I could wax lyrical about these books for hours, but this review is supposed to be about Ally Carter's Heist Society. Like I said, I ordered it because it reminded me of the Modesty Blaise stories, and I am very happy to say that I wasn't at all disappointed. All the elements I love so much are present in bucketfulls - the tight plotting and fast pacing, the banter, the ingenious capers, the peril, the great characters - this could become a very successful series, and I believe there has already been some form of movie-deal arranged.

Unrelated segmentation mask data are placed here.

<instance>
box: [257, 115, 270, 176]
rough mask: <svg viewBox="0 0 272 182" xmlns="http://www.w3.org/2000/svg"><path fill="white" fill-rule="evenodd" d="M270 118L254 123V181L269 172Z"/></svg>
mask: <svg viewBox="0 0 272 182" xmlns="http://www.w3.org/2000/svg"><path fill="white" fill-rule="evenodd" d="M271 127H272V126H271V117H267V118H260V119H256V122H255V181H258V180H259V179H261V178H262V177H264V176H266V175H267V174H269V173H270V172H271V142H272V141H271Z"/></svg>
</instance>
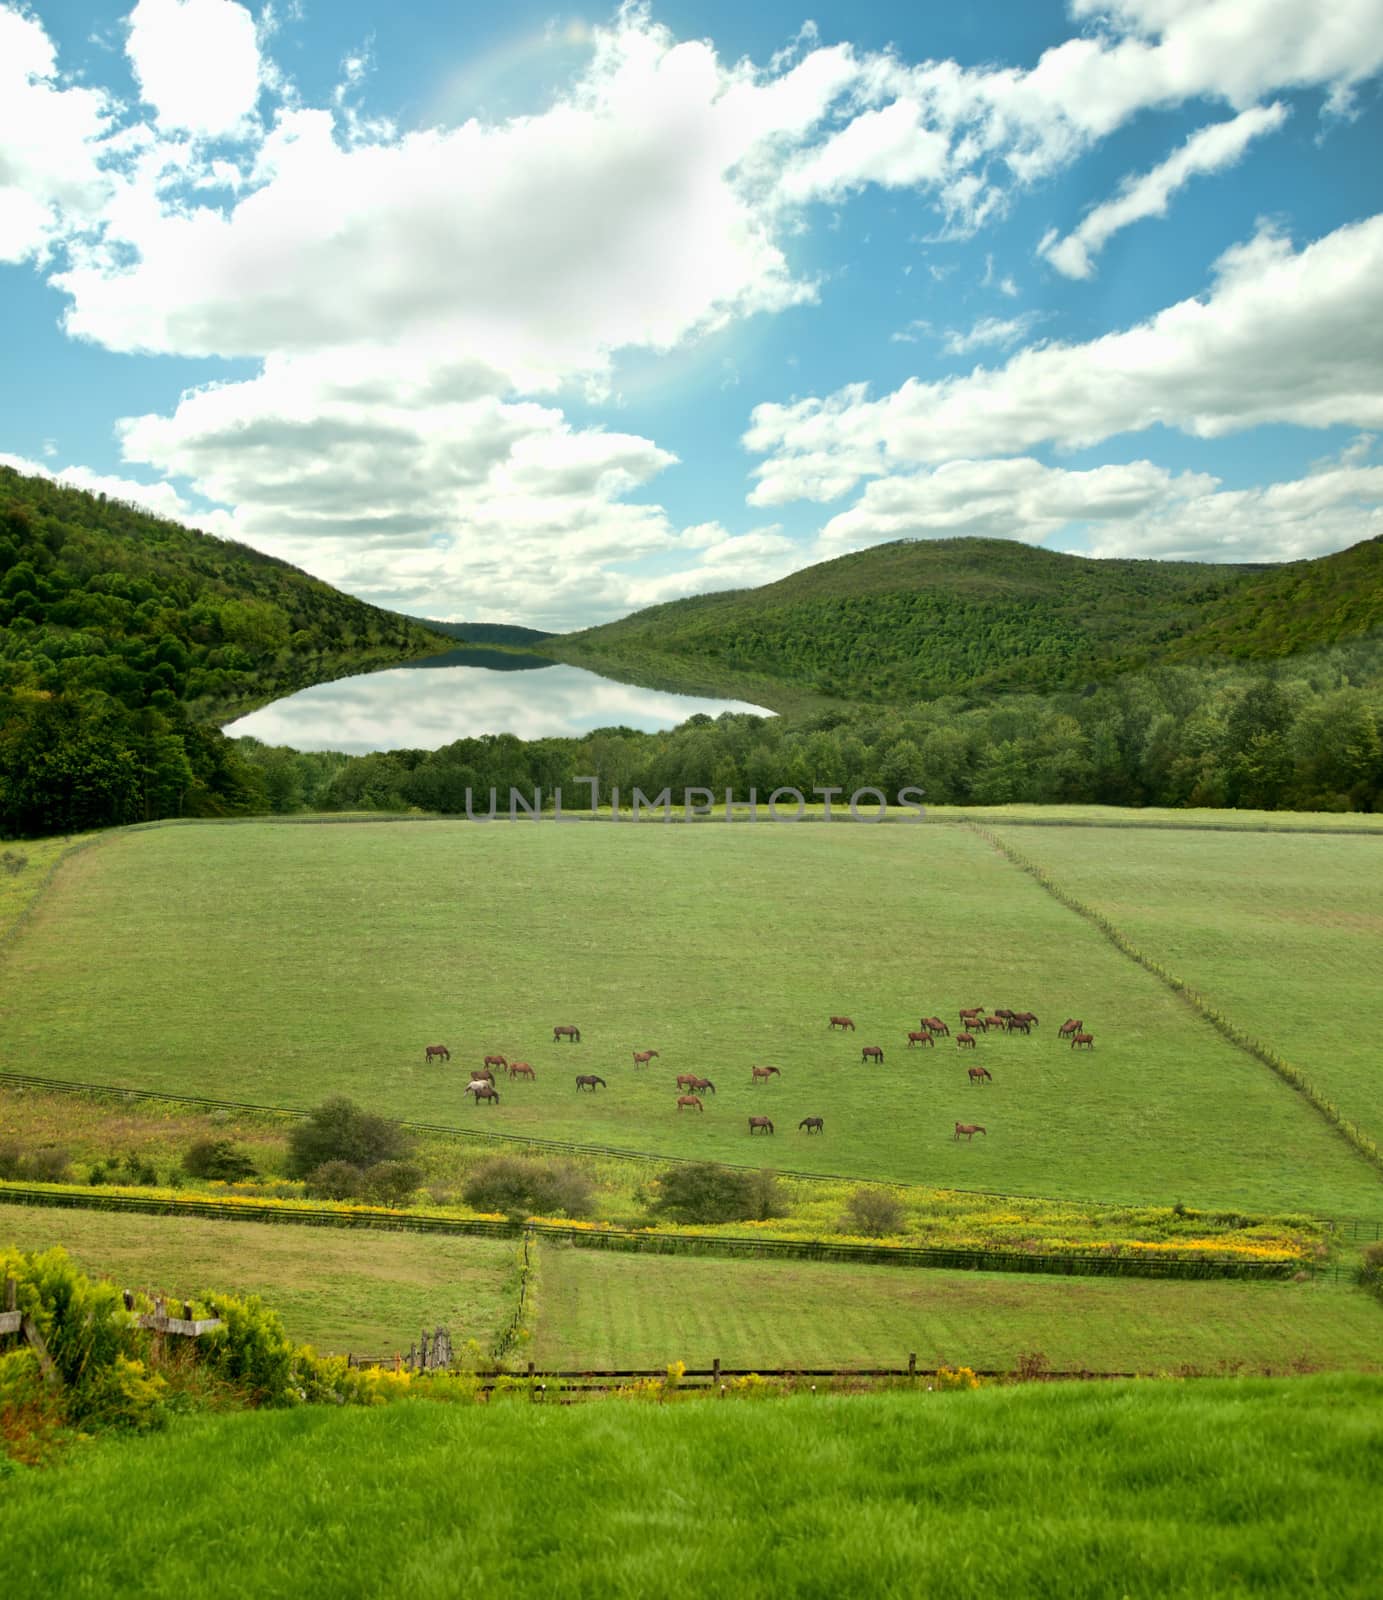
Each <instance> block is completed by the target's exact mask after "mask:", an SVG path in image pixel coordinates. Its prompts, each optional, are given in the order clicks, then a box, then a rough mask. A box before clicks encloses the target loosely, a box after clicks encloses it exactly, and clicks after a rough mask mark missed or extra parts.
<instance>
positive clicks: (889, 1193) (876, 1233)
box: [840, 1189, 906, 1238]
mask: <svg viewBox="0 0 1383 1600" xmlns="http://www.w3.org/2000/svg"><path fill="white" fill-rule="evenodd" d="M904 1219H906V1213H904V1210H903V1202H901V1200H900V1198H898V1195H895V1194H890V1192H888V1190H887V1189H855V1190H853V1192H852V1195H850V1198H848V1200H847V1202H845V1216H844V1218H842V1219H840V1232H842V1234H861V1235H863V1237H864V1238H882V1237H884V1235H885V1234H901V1232H903V1222H904Z"/></svg>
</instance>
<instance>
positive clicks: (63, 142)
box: [0, 5, 112, 262]
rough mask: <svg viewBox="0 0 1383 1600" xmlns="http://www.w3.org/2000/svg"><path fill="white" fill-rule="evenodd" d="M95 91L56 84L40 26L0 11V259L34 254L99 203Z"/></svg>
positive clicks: (100, 134)
mask: <svg viewBox="0 0 1383 1600" xmlns="http://www.w3.org/2000/svg"><path fill="white" fill-rule="evenodd" d="M110 110H112V107H110V101H109V99H107V96H106V94H104V93H102V91H101V90H88V88H80V86H64V85H62V83H61V80H59V77H58V61H56V54H54V50H53V45H51V43H50V40H48V35H46V34H45V32H43V27H42V24H40V22H37V21H35V19H34V18H32V16H27V14H26V13H22V11H18V10H14V8H13V6H10V5H0V261H8V262H18V261H24V259H27V258H29V256H32V254H42V253H43V251H45V250H46V248H48V246H50V245H51V243H53V240H54V238H58V237H59V235H61V232H62V230H64V229H66V227H69V226H70V224H72V222H74V221H85V219H90V218H93V216H94V214H96V211H98V210H99V205H101V202H102V200H104V197H106V187H107V186H106V181H104V178H102V174H101V171H99V166H98V149H99V141H101V136H102V133H104V131H106V126H107V120H109V117H110Z"/></svg>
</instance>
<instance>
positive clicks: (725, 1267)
mask: <svg viewBox="0 0 1383 1600" xmlns="http://www.w3.org/2000/svg"><path fill="white" fill-rule="evenodd" d="M0 1221H3V1218H0ZM541 1274H543V1275H541V1299H539V1318H538V1330H536V1336H535V1342H533V1350H531V1354H533V1358H535V1360H536V1362H538V1363H539V1366H547V1368H557V1370H560V1368H568V1366H603V1368H624V1366H661V1365H666V1363H667V1362H674V1360H685V1362H687V1365H688V1366H709V1365H711V1362H712V1360H714V1358H716V1357H719V1358H720V1362H722V1363H724V1365H725V1366H852V1365H871V1363H879V1365H885V1366H904V1365H906V1362H908V1354H909V1352H916V1355H917V1362H919V1365H922V1366H941V1365H948V1366H957V1365H965V1366H975V1368H988V1370H992V1371H1010V1370H1015V1368H1016V1365H1018V1357H1020V1355H1021V1354H1024V1352H1032V1350H1040V1352H1042V1354H1044V1355H1045V1357H1047V1358H1048V1362H1050V1363H1052V1368H1053V1370H1056V1371H1095V1373H1101V1371H1103V1373H1120V1371H1122V1373H1151V1371H1175V1370H1177V1368H1180V1366H1196V1368H1199V1370H1205V1371H1213V1370H1217V1368H1220V1366H1221V1363H1228V1365H1229V1366H1231V1368H1233V1366H1234V1365H1236V1363H1242V1366H1244V1370H1245V1371H1263V1370H1273V1371H1279V1373H1281V1371H1287V1370H1290V1368H1293V1366H1298V1368H1306V1370H1333V1368H1345V1370H1375V1371H1378V1370H1383V1309H1380V1307H1378V1304H1377V1301H1373V1299H1370V1298H1369V1296H1367V1294H1364V1293H1362V1291H1357V1290H1346V1288H1343V1286H1341V1288H1327V1286H1324V1285H1321V1286H1317V1285H1311V1283H1300V1285H1298V1283H1225V1282H1220V1283H1215V1282H1207V1283H1199V1282H1193V1283H1164V1282H1146V1280H1133V1278H1047V1277H1028V1275H1023V1274H1013V1272H909V1270H906V1269H898V1267H856V1266H847V1264H834V1262H816V1261H794V1262H783V1261H775V1262H744V1261H716V1259H706V1258H669V1256H623V1254H615V1253H607V1251H595V1250H570V1248H568V1250H562V1248H552V1246H547V1245H544V1246H543V1256H541Z"/></svg>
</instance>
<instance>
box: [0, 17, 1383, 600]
mask: <svg viewBox="0 0 1383 1600" xmlns="http://www.w3.org/2000/svg"><path fill="white" fill-rule="evenodd" d="M1380 72H1383V0H1332V5H1330V6H1329V10H1324V11H1322V8H1321V5H1319V0H1061V3H1056V0H972V3H967V5H960V6H930V5H925V6H919V5H874V6H860V5H852V6H845V5H837V3H831V5H813V6H810V8H808V6H800V5H783V3H778V0H773V3H760V5H752V6H748V5H743V0H741V3H736V5H728V3H693V0H683V3H675V5H647V6H645V5H626V6H623V8H619V10H607V8H594V10H565V11H554V10H551V8H549V6H543V5H528V3H517V5H506V6H503V8H499V6H493V5H485V6H480V5H455V3H451V5H427V3H423V5H418V3H415V5H411V6H408V8H407V11H405V10H402V8H386V6H375V5H363V3H362V5H355V3H343V0H338V3H333V5H331V6H327V5H322V3H312V0H301V3H282V0H280V3H274V5H253V3H250V5H239V3H234V0H138V3H134V5H131V3H128V0H125V3H110V5H106V3H94V5H93V3H86V5H82V3H72V0H61V3H59V0H46V3H30V5H14V3H13V0H0V338H3V349H5V374H6V382H5V384H0V459H5V461H10V462H11V464H18V466H21V467H22V469H24V470H42V472H50V474H54V475H59V477H64V478H67V480H69V482H74V483H80V485H85V486H96V488H104V490H106V491H107V493H115V494H123V496H126V498H133V499H141V501H144V502H147V504H150V506H154V507H155V509H158V510H162V512H165V514H168V515H176V517H181V518H182V520H189V522H194V523H197V525H198V526H205V528H208V530H210V531H214V533H219V534H224V536H234V538H240V539H243V541H247V542H250V544H255V546H258V547H261V549H266V550H271V552H274V554H277V555H282V557H285V558H288V560H291V562H295V563H298V565H301V566H304V568H307V570H309V571H314V573H317V574H320V576H323V578H327V579H330V581H331V582H336V584H339V586H341V587H344V589H349V590H351V592H355V594H360V595H363V597H367V598H371V600H376V602H378V603H384V605H392V606H397V608H400V610H408V611H413V613H418V614H429V616H440V618H493V619H506V621H527V622H533V624H536V626H547V627H571V626H581V624H584V622H591V621H602V619H605V618H610V616H618V614H623V613H626V611H629V610H632V608H635V606H640V605H650V603H655V602H658V600H666V598H675V597H679V595H683V594H693V592H700V590H706V589H717V587H730V586H741V584H752V582H764V581H770V579H773V578H778V576H781V574H783V573H788V571H791V570H794V568H797V566H802V565H807V563H808V562H813V560H823V558H829V557H832V555H839V554H844V552H847V550H852V549H860V547H864V546H868V544H872V542H879V541H882V539H892V538H901V536H919V538H940V536H954V534H988V536H999V538H1016V539H1024V541H1028V542H1032V544H1044V546H1047V547H1050V549H1063V550H1080V552H1088V554H1096V555H1136V557H1162V558H1172V557H1177V558H1194V560H1290V558H1298V557H1305V555H1319V554H1324V552H1327V550H1333V549H1341V547H1345V546H1348V544H1353V542H1357V541H1359V539H1364V538H1370V536H1375V534H1378V533H1380V531H1383V450H1380V448H1378V446H1377V445H1375V434H1377V432H1378V430H1380V426H1383V216H1380V211H1383V205H1380V187H1383V186H1380V163H1378V158H1377V152H1378V149H1383V106H1380Z"/></svg>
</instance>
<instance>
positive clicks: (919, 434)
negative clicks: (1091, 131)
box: [744, 214, 1383, 506]
mask: <svg viewBox="0 0 1383 1600" xmlns="http://www.w3.org/2000/svg"><path fill="white" fill-rule="evenodd" d="M1261 422H1295V424H1298V426H1303V427H1327V426H1332V424H1341V422H1343V424H1349V426H1356V427H1365V429H1367V427H1380V426H1383V214H1380V216H1375V218H1369V219H1367V221H1364V222H1357V224H1351V226H1348V227H1341V229H1337V230H1335V232H1333V234H1327V235H1325V237H1324V238H1321V240H1317V242H1314V243H1313V245H1308V246H1306V248H1305V250H1301V251H1293V250H1292V246H1290V243H1289V242H1287V240H1285V238H1282V237H1281V235H1277V234H1276V232H1273V230H1269V229H1261V230H1260V232H1258V234H1257V235H1255V238H1253V240H1250V242H1249V243H1245V245H1241V246H1237V248H1234V250H1231V251H1226V254H1225V256H1223V258H1221V259H1220V262H1218V264H1217V278H1215V286H1213V290H1212V293H1210V294H1209V296H1207V298H1205V299H1188V301H1180V302H1178V304H1175V306H1169V307H1167V309H1165V310H1161V312H1157V315H1156V317H1153V318H1149V320H1148V322H1144V323H1140V325H1136V326H1133V328H1127V330H1124V331H1116V333H1109V334H1104V336H1103V338H1100V339H1092V341H1090V342H1087V344H1058V342H1050V344H1044V346H1039V347H1034V349H1026V350H1020V352H1018V354H1016V355H1015V357H1012V358H1010V360H1008V362H1007V363H1005V365H1004V366H1000V368H997V370H992V371H989V370H986V368H983V366H980V368H976V370H975V371H973V373H970V374H968V376H965V378H948V379H943V381H940V382H919V381H917V379H908V382H904V384H903V386H901V387H900V389H896V390H893V394H890V395H885V397H884V398H880V400H871V398H869V395H868V390H866V387H864V386H863V384H852V386H848V387H845V389H842V390H839V392H837V394H834V395H829V397H828V398H824V400H820V398H808V400H800V402H796V403H792V405H760V406H757V408H756V410H754V414H752V422H751V427H749V430H748V434H746V435H744V443H746V445H748V446H749V450H754V451H760V453H767V454H768V456H770V459H768V461H765V462H764V464H762V466H760V467H759V469H757V470H756V475H757V478H759V485H757V486H756V490H754V493H752V494H751V501H752V502H754V504H759V506H775V504H781V502H784V501H789V499H821V501H826V499H834V498H836V496H839V494H844V493H847V491H848V490H850V488H852V486H853V485H855V483H856V482H858V480H860V478H861V477H879V475H887V474H892V472H893V470H896V467H898V464H906V462H935V461H946V459H948V458H954V456H986V454H994V453H1016V451H1020V450H1028V448H1031V446H1034V445H1037V443H1040V442H1044V440H1050V442H1053V443H1056V445H1064V446H1085V445H1093V443H1096V442H1098V440H1103V438H1109V437H1112V435H1114V434H1122V432H1130V430H1140V429H1148V427H1153V426H1154V424H1162V426H1165V427H1175V429H1181V430H1183V432H1186V434H1193V435H1196V437H1199V438H1217V437H1220V435H1223V434H1229V432H1234V430H1237V429H1245V427H1253V426H1257V424H1261Z"/></svg>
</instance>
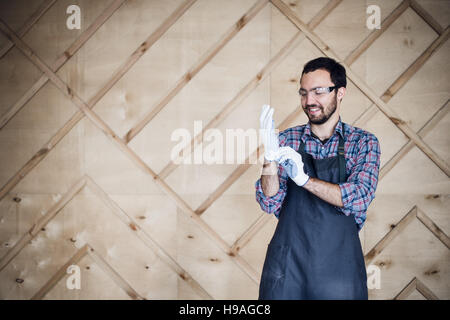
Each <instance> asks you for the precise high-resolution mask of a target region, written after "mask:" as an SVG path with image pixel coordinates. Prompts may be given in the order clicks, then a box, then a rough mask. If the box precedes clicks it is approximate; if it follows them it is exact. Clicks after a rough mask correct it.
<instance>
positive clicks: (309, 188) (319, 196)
mask: <svg viewBox="0 0 450 320" xmlns="http://www.w3.org/2000/svg"><path fill="white" fill-rule="evenodd" d="M261 182H262V181H261ZM303 188H305V189H306V190H308V191H309V192H311V193H312V194H314V195H316V196H318V197H319V198H320V199H322V200H324V201H326V202H328V203H330V204H332V205H334V206H337V207H343V206H344V204H343V203H342V195H341V189H340V188H339V185H337V184H334V183H330V182H326V181H323V180H320V179H317V178H309V180H308V182H307V183H306V184H305V185H304V186H303Z"/></svg>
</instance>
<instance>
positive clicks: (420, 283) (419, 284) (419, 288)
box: [416, 278, 439, 300]
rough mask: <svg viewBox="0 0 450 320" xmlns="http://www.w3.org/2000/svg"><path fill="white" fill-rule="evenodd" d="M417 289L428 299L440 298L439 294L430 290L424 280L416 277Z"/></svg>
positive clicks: (417, 290) (416, 287) (418, 290)
mask: <svg viewBox="0 0 450 320" xmlns="http://www.w3.org/2000/svg"><path fill="white" fill-rule="evenodd" d="M416 290H417V291H419V292H420V293H421V294H422V295H423V296H424V297H425V298H427V299H428V300H439V298H438V297H437V295H435V294H434V292H433V291H431V290H430V288H428V287H427V286H426V285H425V284H424V283H423V282H422V281H420V280H419V279H417V278H416Z"/></svg>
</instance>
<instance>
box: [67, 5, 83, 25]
mask: <svg viewBox="0 0 450 320" xmlns="http://www.w3.org/2000/svg"><path fill="white" fill-rule="evenodd" d="M66 13H67V14H70V16H69V17H68V18H67V20H66V26H67V29H69V30H73V29H78V30H79V29H81V9H80V7H79V6H77V5H75V4H72V5H70V6H68V7H67V10H66Z"/></svg>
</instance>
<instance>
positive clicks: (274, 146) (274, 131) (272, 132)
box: [259, 104, 279, 161]
mask: <svg viewBox="0 0 450 320" xmlns="http://www.w3.org/2000/svg"><path fill="white" fill-rule="evenodd" d="M273 111H274V110H273V108H271V107H270V106H269V105H267V104H265V105H263V106H262V111H261V116H260V117H259V123H260V128H261V130H260V133H261V140H262V143H263V145H264V158H265V159H266V160H267V161H275V159H276V157H277V153H278V150H279V142H278V134H277V133H276V132H275V130H274V129H275V128H274V127H275V124H274V121H273V119H272V116H273Z"/></svg>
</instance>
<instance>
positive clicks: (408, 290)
mask: <svg viewBox="0 0 450 320" xmlns="http://www.w3.org/2000/svg"><path fill="white" fill-rule="evenodd" d="M416 281H417V278H416V277H414V278H413V279H412V280H411V281H410V282H409V283H408V284H407V285H406V286H405V287H404V288H403V289H402V290H401V291H400V292H399V293H398V294H397V295H396V296H395V297H394V299H393V300H405V299H406V298H408V297H409V296H410V295H411V293H413V291H414V290H416V283H417V282H416Z"/></svg>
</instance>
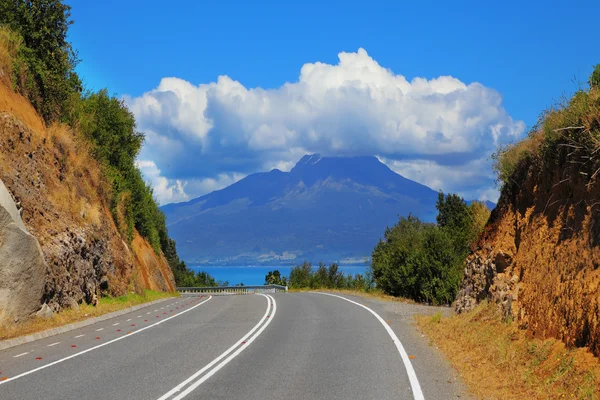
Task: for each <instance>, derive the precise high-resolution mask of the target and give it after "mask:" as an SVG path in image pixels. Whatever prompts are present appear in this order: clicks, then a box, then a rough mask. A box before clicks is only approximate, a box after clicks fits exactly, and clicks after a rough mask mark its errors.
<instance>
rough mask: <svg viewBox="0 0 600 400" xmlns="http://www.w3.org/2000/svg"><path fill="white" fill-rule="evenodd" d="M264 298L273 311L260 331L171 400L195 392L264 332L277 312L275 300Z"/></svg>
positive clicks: (276, 304) (243, 350)
mask: <svg viewBox="0 0 600 400" xmlns="http://www.w3.org/2000/svg"><path fill="white" fill-rule="evenodd" d="M266 296H267V297H268V298H270V299H271V301H272V302H273V303H272V304H273V311H272V312H271V316H270V318H269V320H268V321H267V322H266V323H265V324H263V325H262V326H261V327H260V329H259V330H258V332H256V333H255V334H254V336H252V337H251V338H250V339H248V340H247V341H246V343H244V344H243V345H241V346H240V347H239V348H238V349H237V350H236V351H235V352H234V353H233V354H231V355H230V356H229V357H227V358H226V359H225V360H223V361H221V363H220V364H219V365H217V366H216V367H214V368H213V369H211V370H210V371H209V372H207V373H206V375H204V376H203V377H202V378H200V379H198V380H197V381H196V382H194V383H193V384H192V385H190V386H189V387H188V388H187V389H186V390H184V391H183V392H182V393H181V394H180V395H179V396H177V397H175V399H173V400H181V399H183V398H184V397H185V396H187V395H188V394H190V393H191V392H192V391H193V390H195V389H196V388H197V387H198V386H200V385H202V384H203V383H204V382H205V381H206V380H207V379H208V378H210V377H211V376H213V375H214V374H216V373H217V372H218V371H219V370H220V369H221V368H223V367H224V366H225V365H227V364H228V363H229V361H231V360H233V359H234V358H235V357H237V356H238V355H239V354H240V353H241V352H242V351H244V350H245V349H246V348H247V347H248V346H250V344H252V342H253V341H254V340H255V339H256V338H257V337H258V336H260V334H261V333H262V331H264V330H265V328H266V327H267V326H269V324H270V323H271V321H272V320H273V317H274V316H275V312H276V311H277V303H275V299H274V298H273V297H272V296H270V295H266Z"/></svg>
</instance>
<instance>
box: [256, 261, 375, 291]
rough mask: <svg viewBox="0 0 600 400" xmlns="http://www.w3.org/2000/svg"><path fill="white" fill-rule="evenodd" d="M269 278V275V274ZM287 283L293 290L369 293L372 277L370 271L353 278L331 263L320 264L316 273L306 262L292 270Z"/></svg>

The main character is Kat Bishop. Her parents are criminals. Her uncle is a criminal. In fact, it would seem all of her close friends and family are thieves. Kat has tried to turn her back on this life, but through the machinations of a friend she is soon drawn back into the world of cons and high-class theft. Kat is a very strong character - if it wasn't for the fact that she is a thief then she would make a great role model for readers of the book, both male and female. She is an intelligent young lady who is fiercely loyal to her friends and family, determined to ensure their safety even if it puts her own life and freedom at risk. She is surrounded by strong character but always manages to hold her own, even when they all may disagree with her actions. Some of these character are a little cliched, but who cares when a story is this good?

The plotting in a story like this has to be very tight, and Ms Carter manages this with great skill. If you have ever seen the Ocean's films or Hustle then you will know that sometimes not all is clear, and you are always kept guessing as to how the 'job' will work out successfully. Both feed you tiny morsels of information along the way as little hints, often so subtly revealed that blink and you miss them. Ally Carter does exactly this with Heist Society - you really will struggle to guess what is going to happen next, but when the conclusion is reached you look back and kick yourself for not having spotted some of the clues.

One of the things that turns boys away from books with female main characters is their concern that they may be filled with romance. Yes, there is some hint of romance in this story, but it definitely takes a backseat to the main heist plot. In fact, most of the really great boy-friendly books out there with male main characters have some form of romantic element (Steve Feasey's Changeling series and MG Harris' Joshua Files are two perfect examples), and Heist Society contains no more romance than these. Above everything else this is an intelligent action story and you would be a fool not to give it a chance just because there may be the odd romantic aspect to the story.


  1. I'm a boy and I don't get why boys don't like female main characters. Take skullduggrey pleasent for example. There is no boy in that story. Only a dead man and a girl. Millions of boys love the story though. However when it comes to covers I'm one of the millions of boys. If the cover is pink like the Modesty Blaze book I won't get it. Also I do not like that much romance. So even though I adore horrer I'm only contemplating reading Twilight. Even if a few boys like it. I'm not sure if it's so much if it's got a girl character that us boys don't like. It's more if it's classed as a girly book. Which can be for no more reason than it's wrote by a woman and has a girly main character.

  2. Thanks for a great comment Anonymous. I think your Skulduggery Pleasant comparison is perfect. Another book with a female main character that the boys at school love is The Hunger Games.

    It is unfortunate that the Modesty Blaise cover is pink - most of the books have been reissued in the last few years in their original sixties covers.